Solar wind turbulence: Linking the Sun’s deep rhythm to cosmic chaos
Source PublicationProceedings of the National Academy of Sciences
Primary AuthorsWang, Pecora, Chhiber et al.

Imagine you are standing on a bridge overlooking an infinite motorway. Below you, cars speed past in a blur. If you measure the traffic for just a minute, all you see is chaos—fast lane changes, sudden braking, erratic bursts of speed. It looks random. It feels unpredictable.
But if you keep watching for a year? A different picture emerges. You see the morning rush. The weekend lull. The holiday exodus. These are slow, rhythmic pulses of traffic.
Now, imagine if the erratic lane-changing of a single car was mathematically locked to the year-long flow of traffic. If the tiny jitters and the massive waves followed the exact same rule, you would suspect they come from the same source. This is the puzzle scientists are solving regarding the stream of plasma ejected from our star.

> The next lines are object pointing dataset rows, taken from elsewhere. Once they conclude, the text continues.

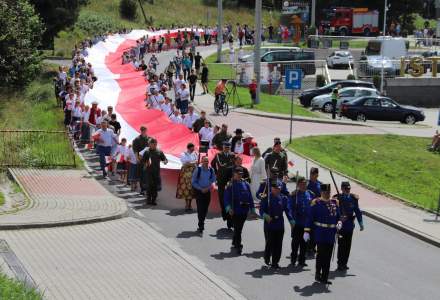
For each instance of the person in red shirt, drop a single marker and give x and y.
(248, 144)
(253, 90)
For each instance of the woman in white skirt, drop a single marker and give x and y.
(258, 171)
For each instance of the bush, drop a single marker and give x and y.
(20, 38)
(376, 81)
(320, 80)
(92, 23)
(128, 9)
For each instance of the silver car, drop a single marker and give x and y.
(324, 102)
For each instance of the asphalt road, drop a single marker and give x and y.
(385, 263)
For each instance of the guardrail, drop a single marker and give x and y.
(36, 148)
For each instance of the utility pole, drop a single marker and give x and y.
(385, 10)
(313, 14)
(219, 30)
(257, 53)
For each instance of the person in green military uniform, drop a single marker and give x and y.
(222, 163)
(151, 159)
(276, 162)
(139, 144)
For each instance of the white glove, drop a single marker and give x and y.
(306, 237)
(339, 225)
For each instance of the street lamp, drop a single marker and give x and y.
(384, 34)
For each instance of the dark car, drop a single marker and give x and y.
(306, 96)
(381, 109)
(291, 59)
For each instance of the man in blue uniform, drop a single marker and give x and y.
(323, 217)
(299, 204)
(349, 207)
(238, 203)
(271, 209)
(314, 184)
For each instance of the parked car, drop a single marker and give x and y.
(324, 102)
(306, 96)
(381, 109)
(340, 59)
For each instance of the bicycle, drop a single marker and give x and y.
(220, 104)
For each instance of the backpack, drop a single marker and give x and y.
(199, 171)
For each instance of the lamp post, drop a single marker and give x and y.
(257, 54)
(384, 34)
(219, 30)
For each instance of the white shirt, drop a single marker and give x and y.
(106, 137)
(206, 134)
(188, 157)
(189, 120)
(86, 115)
(176, 120)
(166, 108)
(131, 157)
(77, 112)
(155, 101)
(184, 95)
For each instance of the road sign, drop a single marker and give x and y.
(293, 79)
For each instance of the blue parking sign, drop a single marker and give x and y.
(293, 79)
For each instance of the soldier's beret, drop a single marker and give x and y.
(325, 187)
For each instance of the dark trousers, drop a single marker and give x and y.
(323, 258)
(274, 245)
(344, 246)
(334, 109)
(238, 222)
(192, 91)
(103, 152)
(202, 200)
(185, 73)
(221, 200)
(298, 243)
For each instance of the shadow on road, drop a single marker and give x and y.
(222, 234)
(188, 234)
(267, 271)
(310, 290)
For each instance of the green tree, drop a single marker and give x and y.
(19, 39)
(57, 15)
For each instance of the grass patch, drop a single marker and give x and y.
(268, 103)
(177, 13)
(13, 289)
(34, 108)
(398, 165)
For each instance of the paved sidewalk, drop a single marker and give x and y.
(61, 197)
(389, 211)
(120, 259)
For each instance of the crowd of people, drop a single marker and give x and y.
(316, 218)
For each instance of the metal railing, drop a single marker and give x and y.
(36, 148)
(272, 74)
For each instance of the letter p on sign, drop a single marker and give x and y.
(293, 79)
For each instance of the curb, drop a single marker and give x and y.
(378, 217)
(56, 224)
(323, 121)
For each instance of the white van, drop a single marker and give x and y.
(387, 47)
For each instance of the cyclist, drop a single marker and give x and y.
(220, 90)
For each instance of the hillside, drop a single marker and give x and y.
(104, 14)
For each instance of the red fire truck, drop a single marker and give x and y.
(350, 21)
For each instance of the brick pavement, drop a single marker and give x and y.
(119, 259)
(416, 222)
(61, 197)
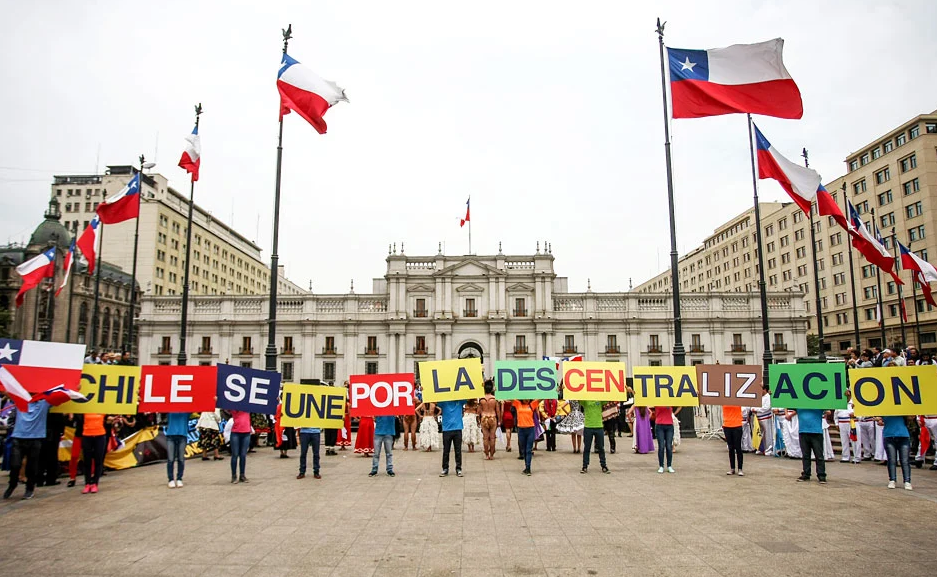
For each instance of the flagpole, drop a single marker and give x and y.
(768, 357)
(128, 338)
(679, 353)
(271, 352)
(878, 279)
(902, 310)
(816, 272)
(181, 358)
(852, 277)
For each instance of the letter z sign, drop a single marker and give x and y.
(248, 390)
(381, 395)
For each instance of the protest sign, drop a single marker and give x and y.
(313, 406)
(808, 386)
(452, 380)
(894, 391)
(248, 390)
(381, 395)
(594, 381)
(110, 389)
(525, 380)
(177, 389)
(665, 387)
(737, 385)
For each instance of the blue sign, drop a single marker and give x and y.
(248, 390)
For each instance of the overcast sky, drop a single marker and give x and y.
(547, 113)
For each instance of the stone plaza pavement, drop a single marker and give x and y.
(494, 521)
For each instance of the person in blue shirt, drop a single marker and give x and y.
(811, 441)
(451, 434)
(897, 446)
(384, 430)
(28, 433)
(309, 436)
(177, 435)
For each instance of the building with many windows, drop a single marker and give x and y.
(494, 307)
(891, 180)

Tracing the source of solar wind turbulence
Researchers examined data spanning decades to understand the fluctuations in the solar wind. They were looking for a specific mathematical fingerprint known as the 1/f spectrum, or 'pink noise'. In audio, pink noise sounds balanced because it has equal energy across every octave—it is the sound of heavy rain or rustling leaves. It is not random white noise; it has structure.
The study found that this 1/f signature is incredibly robust. It persists from time scales of mere minutes up to years.
If the solar wind were just a messy stream getting buffeted by space, we might expect the signal to break down over long periods. It does not. The researchers observed that the power spikes caused by the Sun’s 27-day rotation fit perfectly into this 1/f curve. The slow rotation is not an outlier; it is part of the same mathematical family as the rapid, high-frequency jitters.
This consistency is telling. It suggests that the solar wind turbulence we detect millions of miles away is not just created by the journey through space. Instead, the data implies that this broadband spectrum originates at the source: the solar dynamo itself. The mechanism generating the Sun's magnetic field may be stamping this 'pink noise' pattern onto the plasma before it even leaves the surface.